Savery ve Duffy’ye (1995) göre, probleme dayalı öğrenme öğrenci merkezli yapılandırmacı bir yaklaşımdır. Karmaşık problemlerin çözümlenmesi ile öğrencinin üst düzey düşünme becerilerinin geliştirilmesi sağlanır.

Norman ve Schmidt’e (1992) göre, probleme dayalı öğrenme yöntemi ile öğrencilerin bilgileri daha uzun süre muhafaza edilmektedir. Bu yöntem ile öğrenmeye karşı olan ilgi artmakta ve yüksek motivasyon sağlanmaktadır (Albanese, Mitchell, 1993).

Probleme dayalı öğrenme, ilk defa 1950 yılında Amerika Birleşik Devletleri’nde Case Western Reverse Üniversitesi’nde uygulanmıştır. Literatüre ise 1960 yıllarında Kanada’da McMaster Üniversitesi Tıp Fakültesi’nde Barrows ve Tamblyn tarafından yapılan bir araştırma sonucunda girmiştir ve bu yöntem “tıp dünyasında küçük bir devrim yaratmıştır” (Albanese, Mitchell, 1993). Bu araştırmada öğrencilerin akıl yürütme yetenekleri araştırılmıştır. Barrows ve Tamblyn problem çözmenin öğrenme üzerine getirdiği farklılıklara dikkati çekmişlerdir. İlk denemelerde öğrencilerden küçük gruplar oluşturulmuş, problemle durum arasında karar vermeleri beklenmiştir.

Probleme dayalı öğrenme günümüzde Kanada, Amerika, Avustralya, İngiltere gibi ülkelerde özellikle tıp eğitiminde uygulanmaktadır. Bu strateji, tıp eğitiminde anlatıma dayalı programlardan, gerçek yaşam problemlerine dayalı programlara geçiş yaparak tıp eğitiminin niteliğini yükseltmek amacıyla geliştirilmiştir. Probleme dayalı öğrenme, bugün, bilgisayar, mühendislik, sosyal bilimler gibi pek çok alanda dünya çapında uygulanmaktadır.

Probleme dayalı öğrenme, halihazırda dünya çapında 60’tan fazla tıp okulunda uygulanmaktadır ve bunu yanında dişçilik, eczacılık, optometri ve hemşirelik diğer uygulama alanlarıdır. Springfield, Illinois’teki Problem-Based Learning Institute, Chicago’daki The Center for Problem-Based Learning at the Illinois Mathematics and Science Academy ve New York City’de bulunan the Center for the Study of Problem- Based Learning at Ventures in Education, probleme dayalı öğrenmeyi uygulayan okullardan bazılarıdır (Delisle, 1997).

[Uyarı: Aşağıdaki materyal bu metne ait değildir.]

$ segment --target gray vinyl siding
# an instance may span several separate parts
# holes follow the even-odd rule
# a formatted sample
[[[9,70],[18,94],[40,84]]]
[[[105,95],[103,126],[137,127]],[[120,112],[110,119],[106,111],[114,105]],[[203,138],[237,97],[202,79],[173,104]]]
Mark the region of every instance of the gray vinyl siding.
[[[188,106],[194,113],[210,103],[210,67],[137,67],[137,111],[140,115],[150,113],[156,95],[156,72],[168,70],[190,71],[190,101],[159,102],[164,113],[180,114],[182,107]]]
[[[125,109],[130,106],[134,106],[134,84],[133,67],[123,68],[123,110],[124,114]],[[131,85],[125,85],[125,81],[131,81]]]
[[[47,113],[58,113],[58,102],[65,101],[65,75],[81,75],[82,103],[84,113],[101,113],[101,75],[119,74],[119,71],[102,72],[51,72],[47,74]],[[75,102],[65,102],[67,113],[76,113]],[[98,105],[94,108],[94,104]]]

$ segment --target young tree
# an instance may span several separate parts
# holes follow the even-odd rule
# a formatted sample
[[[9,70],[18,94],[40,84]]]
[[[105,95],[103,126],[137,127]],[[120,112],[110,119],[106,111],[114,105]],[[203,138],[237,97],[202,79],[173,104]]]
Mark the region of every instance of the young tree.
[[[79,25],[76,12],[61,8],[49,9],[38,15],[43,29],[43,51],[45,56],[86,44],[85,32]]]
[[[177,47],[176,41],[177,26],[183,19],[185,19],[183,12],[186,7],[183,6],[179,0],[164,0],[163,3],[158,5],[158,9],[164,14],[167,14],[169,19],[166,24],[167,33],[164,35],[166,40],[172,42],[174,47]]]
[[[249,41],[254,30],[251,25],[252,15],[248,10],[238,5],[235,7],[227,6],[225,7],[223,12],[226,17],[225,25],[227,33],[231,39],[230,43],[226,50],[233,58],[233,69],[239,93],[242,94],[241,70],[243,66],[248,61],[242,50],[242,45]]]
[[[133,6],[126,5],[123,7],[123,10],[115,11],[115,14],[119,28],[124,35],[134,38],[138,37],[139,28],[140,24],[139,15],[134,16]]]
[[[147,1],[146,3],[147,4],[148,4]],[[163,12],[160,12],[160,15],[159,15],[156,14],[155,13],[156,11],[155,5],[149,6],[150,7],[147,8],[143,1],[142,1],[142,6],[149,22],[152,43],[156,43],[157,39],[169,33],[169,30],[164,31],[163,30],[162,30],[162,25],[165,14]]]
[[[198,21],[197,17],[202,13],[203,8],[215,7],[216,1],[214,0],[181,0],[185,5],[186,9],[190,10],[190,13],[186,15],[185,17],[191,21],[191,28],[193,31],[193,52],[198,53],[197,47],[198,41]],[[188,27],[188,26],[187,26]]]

Ülkemizde ise 1997-1998 yıllarında Dokuz Eylül Üniversitesi Tıp Fakültesi’nde uygulanmıştır. Hacettepe Üniversitesi ve Pamukkale Üniversitesi Tıp Fakültelerinde de probleme dayalı öğrenme yöntemi uygulanmaktadır. Tıp eğitiminden başka işletme, hukuk ve mühendislik fakültelerinin bazı bölümlerinde uygulanmaya başlamıştır (Kılınç, 2007).

İlk ve orta öğretimde probleme dayalı öğrenme çalışmaları yurt dışında 1990 yılında başlamış, ülkemizde ise 2000 yılından beri strateji ile ilgili araştırma ve tezler yapılmıştır (Kılınç, 2007).